Despite this, recent findings challenge the idea that its loss is insignificant.
Links to heart disease, cancer and neurodegeneration
Research increasingly connects Y chromosome loss to major diseases, including cardiovascular disorders, neurodegenerative diseases and various cancers.
A large German study found that men over 60 with high frequencies of Y loss had a significantly increased risk of heart attacks. Y loss has also been associated with kidney disease and poorer outcomes in cancer patients.
In neurological disorders, studies have found a tenfold higher frequency of Y chromosome loss in patients with Alzheimer’s disease. It has also been linked to higher mortality from COVID-19, possibly helping explain sex differences in outcomes.
Cancer cells themselves frequently show Y loss alongside other chromosomal abnormalities. Some research suggests Y loss may directly influence tumour growth, including in eye melanoma, which occurs more frequently in men.
Cause or consequence?
Determining whether Y chromosome loss causes disease or is simply a byproduct of underlying illness remains challenging. It is possible that rapid cell division during tissue repair contributes to Y loss, or that genetic instability predisposes individuals to both Y loss and disease.

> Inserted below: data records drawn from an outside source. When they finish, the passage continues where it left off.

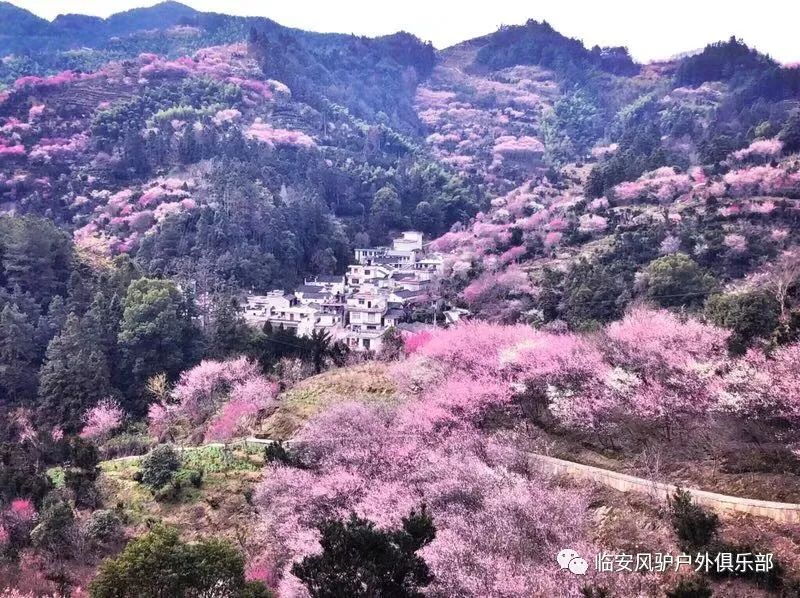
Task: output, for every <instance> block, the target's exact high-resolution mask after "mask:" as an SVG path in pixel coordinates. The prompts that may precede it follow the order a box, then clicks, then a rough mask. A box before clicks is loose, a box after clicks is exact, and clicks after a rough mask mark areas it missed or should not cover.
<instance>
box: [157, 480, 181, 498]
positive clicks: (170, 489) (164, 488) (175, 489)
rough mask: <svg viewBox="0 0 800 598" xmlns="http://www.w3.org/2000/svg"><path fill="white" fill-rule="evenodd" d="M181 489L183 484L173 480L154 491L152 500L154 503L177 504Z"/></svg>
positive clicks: (180, 495) (164, 484) (168, 482)
mask: <svg viewBox="0 0 800 598" xmlns="http://www.w3.org/2000/svg"><path fill="white" fill-rule="evenodd" d="M182 489H183V482H182V481H181V480H179V479H178V478H173V479H172V480H170V481H169V482H167V483H166V484H164V485H163V486H161V487H160V488H159V489H158V490H154V492H153V498H154V499H155V500H156V502H178V500H179V499H180V497H181V490H182Z"/></svg>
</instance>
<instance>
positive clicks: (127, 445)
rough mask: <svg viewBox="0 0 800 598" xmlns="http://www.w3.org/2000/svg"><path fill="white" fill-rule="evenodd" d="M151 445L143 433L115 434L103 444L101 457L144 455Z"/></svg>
mask: <svg viewBox="0 0 800 598" xmlns="http://www.w3.org/2000/svg"><path fill="white" fill-rule="evenodd" d="M152 446H153V441H152V440H151V439H150V437H149V436H147V435H145V434H135V433H134V434H130V433H124V434H120V435H119V436H115V437H114V438H112V439H110V440H109V441H108V442H106V443H105V444H104V445H103V457H104V458H106V459H116V458H117V457H129V456H133V455H144V454H145V453H146V452H147V451H149V450H150V449H151V448H152Z"/></svg>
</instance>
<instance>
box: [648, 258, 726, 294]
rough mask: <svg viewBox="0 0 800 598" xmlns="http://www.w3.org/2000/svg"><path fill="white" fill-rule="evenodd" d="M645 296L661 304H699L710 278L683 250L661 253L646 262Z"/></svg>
mask: <svg viewBox="0 0 800 598" xmlns="http://www.w3.org/2000/svg"><path fill="white" fill-rule="evenodd" d="M647 276H648V284H647V296H648V297H649V298H651V299H653V300H654V301H656V302H657V303H658V304H659V305H661V306H662V307H679V306H687V307H693V306H698V305H702V304H703V302H704V301H705V298H706V296H707V295H708V294H709V292H710V291H711V290H712V289H713V288H714V286H716V282H715V281H714V278H713V277H712V276H711V275H710V274H708V273H707V272H705V271H704V270H703V269H702V268H701V267H700V266H698V265H697V263H696V262H695V261H694V260H693V259H692V258H690V257H689V256H688V255H686V254H684V253H675V254H672V255H665V256H664V257H661V258H658V259H657V260H653V261H652V262H651V263H650V265H648V266H647Z"/></svg>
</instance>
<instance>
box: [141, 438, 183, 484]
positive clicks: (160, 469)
mask: <svg viewBox="0 0 800 598" xmlns="http://www.w3.org/2000/svg"><path fill="white" fill-rule="evenodd" d="M180 466H181V458H180V455H179V454H178V452H177V451H176V450H175V449H174V448H173V447H172V446H171V445H169V444H160V445H158V446H157V447H155V448H154V449H153V450H152V451H150V453H148V454H147V456H145V458H144V459H142V465H141V472H142V483H143V484H146V485H147V486H150V488H152V489H153V490H158V489H159V488H161V487H162V486H165V485H166V484H168V483H169V482H171V481H172V479H173V478H174V477H175V473H176V472H177V471H178V469H180Z"/></svg>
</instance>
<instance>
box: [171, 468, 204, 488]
mask: <svg viewBox="0 0 800 598" xmlns="http://www.w3.org/2000/svg"><path fill="white" fill-rule="evenodd" d="M175 480H176V481H178V482H181V483H182V484H183V483H184V482H185V483H188V484H191V485H192V486H194V487H195V488H199V487H200V486H202V485H203V470H201V469H182V470H181V471H179V472H178V475H177V476H176V477H175Z"/></svg>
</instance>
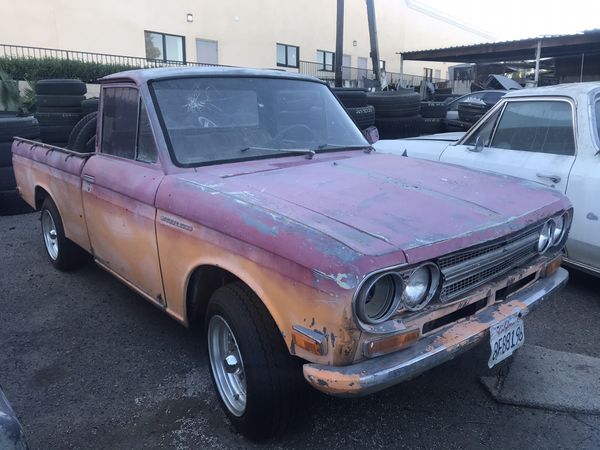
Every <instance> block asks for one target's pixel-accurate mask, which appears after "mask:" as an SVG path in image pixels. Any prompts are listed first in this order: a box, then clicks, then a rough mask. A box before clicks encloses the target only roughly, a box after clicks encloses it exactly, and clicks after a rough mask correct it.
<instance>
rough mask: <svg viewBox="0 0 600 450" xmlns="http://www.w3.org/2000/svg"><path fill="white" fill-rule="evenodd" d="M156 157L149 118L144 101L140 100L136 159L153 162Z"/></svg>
mask: <svg viewBox="0 0 600 450" xmlns="http://www.w3.org/2000/svg"><path fill="white" fill-rule="evenodd" d="M157 158H158V152H157V150H156V143H155V142H154V135H153V134H152V128H151V127H150V120H149V119H148V113H147V112H146V107H145V106H144V102H142V101H140V122H139V127H138V145H137V156H136V159H137V160H138V161H143V162H148V163H155V162H156V161H157Z"/></svg>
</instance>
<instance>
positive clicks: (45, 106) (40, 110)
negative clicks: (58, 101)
mask: <svg viewBox="0 0 600 450" xmlns="http://www.w3.org/2000/svg"><path fill="white" fill-rule="evenodd" d="M35 110H36V111H37V112H43V113H78V114H81V106H37V107H36V109H35Z"/></svg>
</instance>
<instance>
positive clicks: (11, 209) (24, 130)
mask: <svg viewBox="0 0 600 450" xmlns="http://www.w3.org/2000/svg"><path fill="white" fill-rule="evenodd" d="M14 136H19V137H23V138H26V139H38V138H39V136H40V127H39V125H38V122H37V120H36V119H35V118H34V117H32V116H24V117H19V116H17V115H16V114H15V113H5V112H2V113H0V213H2V214H7V213H17V212H24V211H25V210H26V209H28V207H27V205H26V204H25V203H24V202H23V201H21V200H20V199H19V198H18V196H17V194H16V192H15V189H16V187H17V183H16V181H15V174H14V172H13V167H12V150H11V148H12V143H13V137H14Z"/></svg>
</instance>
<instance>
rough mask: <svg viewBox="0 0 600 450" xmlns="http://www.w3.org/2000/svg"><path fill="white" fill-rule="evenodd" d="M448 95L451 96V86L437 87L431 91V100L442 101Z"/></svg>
mask: <svg viewBox="0 0 600 450" xmlns="http://www.w3.org/2000/svg"><path fill="white" fill-rule="evenodd" d="M450 97H452V88H437V89H436V90H435V92H434V93H433V100H434V101H436V102H443V101H444V100H446V99H448V98H450Z"/></svg>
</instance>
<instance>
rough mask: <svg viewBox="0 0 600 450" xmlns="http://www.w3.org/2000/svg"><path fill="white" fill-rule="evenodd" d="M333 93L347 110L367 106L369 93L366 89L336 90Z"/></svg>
mask: <svg viewBox="0 0 600 450" xmlns="http://www.w3.org/2000/svg"><path fill="white" fill-rule="evenodd" d="M332 91H333V93H334V94H335V96H336V97H337V98H338V99H339V100H340V102H341V103H342V105H344V106H345V107H346V108H360V107H362V106H367V93H366V91H365V90H364V89H353V88H334V89H332Z"/></svg>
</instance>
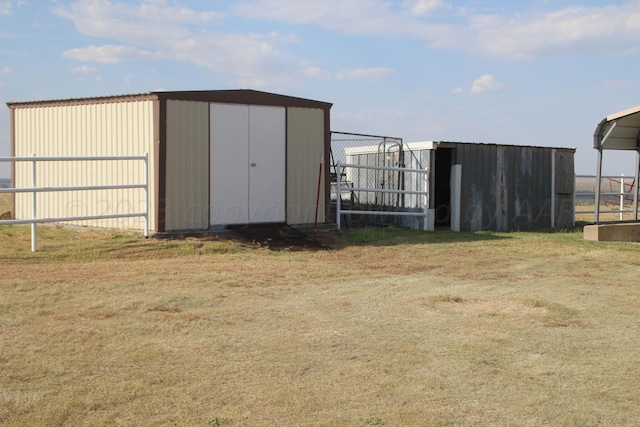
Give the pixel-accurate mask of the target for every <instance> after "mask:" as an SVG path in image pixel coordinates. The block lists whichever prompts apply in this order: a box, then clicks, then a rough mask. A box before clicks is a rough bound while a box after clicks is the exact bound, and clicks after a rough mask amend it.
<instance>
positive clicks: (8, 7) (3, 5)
mask: <svg viewBox="0 0 640 427" xmlns="http://www.w3.org/2000/svg"><path fill="white" fill-rule="evenodd" d="M8 15H11V2H10V1H0V16H8Z"/></svg>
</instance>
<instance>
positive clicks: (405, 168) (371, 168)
mask: <svg viewBox="0 0 640 427" xmlns="http://www.w3.org/2000/svg"><path fill="white" fill-rule="evenodd" d="M347 168H352V169H367V170H377V171H386V172H401V173H415V174H418V175H423V176H424V184H425V185H424V187H423V188H429V187H428V179H429V170H428V169H407V168H397V167H385V166H371V165H358V164H352V163H341V162H340V161H338V162H337V163H336V173H337V176H338V177H343V176H346V175H347V174H346V173H344V171H345V169H347ZM336 186H337V188H336V194H337V196H336V226H337V227H338V230H340V228H341V222H342V215H388V216H415V217H424V226H423V228H425V229H426V228H427V225H428V216H429V209H428V207H429V203H428V198H429V191H415V190H404V189H390V188H375V187H366V188H362V187H352V186H350V185H348V183H346V182H343V181H342V179H338V180H337V182H336ZM343 192H348V193H349V194H353V193H355V192H367V193H382V194H398V195H405V194H407V195H413V196H423V197H424V202H423V203H422V207H423V212H410V211H407V210H404V211H391V210H357V209H343V208H342V200H343Z"/></svg>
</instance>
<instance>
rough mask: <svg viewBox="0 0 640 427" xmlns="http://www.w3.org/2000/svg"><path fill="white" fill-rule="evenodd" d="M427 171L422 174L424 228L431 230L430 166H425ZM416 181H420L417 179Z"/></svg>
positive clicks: (426, 229) (423, 228)
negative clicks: (429, 218) (423, 213)
mask: <svg viewBox="0 0 640 427" xmlns="http://www.w3.org/2000/svg"><path fill="white" fill-rule="evenodd" d="M424 170H425V173H424V174H423V175H422V188H423V191H424V192H425V194H424V203H423V205H422V206H424V224H422V229H423V230H429V225H430V224H429V167H426V168H424ZM416 181H418V180H417V179H416Z"/></svg>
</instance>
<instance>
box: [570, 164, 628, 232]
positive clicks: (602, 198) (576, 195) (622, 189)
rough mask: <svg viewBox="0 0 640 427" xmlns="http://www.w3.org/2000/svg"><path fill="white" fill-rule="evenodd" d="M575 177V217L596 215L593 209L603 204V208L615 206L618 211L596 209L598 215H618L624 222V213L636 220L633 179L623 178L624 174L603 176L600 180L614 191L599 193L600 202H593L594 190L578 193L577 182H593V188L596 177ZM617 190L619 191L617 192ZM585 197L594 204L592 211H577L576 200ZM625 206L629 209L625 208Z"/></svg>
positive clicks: (605, 191)
mask: <svg viewBox="0 0 640 427" xmlns="http://www.w3.org/2000/svg"><path fill="white" fill-rule="evenodd" d="M575 177H576V185H575V190H574V204H575V206H576V208H575V214H576V215H579V214H594V215H595V214H596V210H595V207H599V206H600V205H602V204H603V203H604V205H605V206H607V207H609V206H610V207H612V208H613V207H615V205H618V209H607V210H602V209H598V211H599V213H609V214H615V213H619V215H620V216H619V218H620V221H623V220H624V214H625V213H631V214H632V215H633V219H634V220H635V221H637V220H638V187H637V186H638V183H637V182H635V179H634V178H631V177H625V176H624V174H621V175H619V176H618V175H607V176H604V175H603V176H602V180H603V181H609V188H610V189H611V190H616V191H601V192H600V196H601V198H600V200H595V197H596V192H595V189H594V190H593V191H584V190H583V191H580V190H578V181H579V180H580V179H583V180H586V179H588V180H593V181H594V186H595V181H596V180H597V179H598V177H597V176H595V175H576V176H575ZM627 187H628V190H627ZM601 188H602V183H601ZM618 189H619V190H620V191H617V190H618ZM585 197H591V201H592V202H593V203H594V209H589V210H585V209H581V210H578V207H579V206H580V201H579V200H578V198H585ZM627 206H628V207H629V208H626V207H627ZM594 221H596V222H598V221H599V219H598V218H595V217H594Z"/></svg>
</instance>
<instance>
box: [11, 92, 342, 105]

Genome-wide association studies suggest that about one-third of Y loss susceptibility is genetic, involving genes related to cell cycle regulation and cancer risk.
Animal studies provide stronger evidence of a direct role. In one experiment, mice given Y-deficient blood cells developed signs of age-related disease, including impaired heart function and heart failure.
Hidden functions of the Y chromosome
Although small, the Y chromosome contains genes with important regulatory roles. Beyond the male-determining SRY gene, several Y-linked genes are widely expressed in the body and are involved in gene regulation and cancer suppression.
Many of these genes have counterparts on the X chromosome, meaning males normally have two functional copies across both chromosomes. Cells that lose the Y may lack this balance, potentially disrupting gene regulation.
The Y chromosome also contains numerous non-coding genes that produce RNA molecules. These may regulate the activity of genes on other chromosomes, including those involved in immune response and heart function.
The complete sequencing of the human Y chromosome only occurred recently, and ongoing research is expected to shed further light on how its loss influences ageing and disease risk.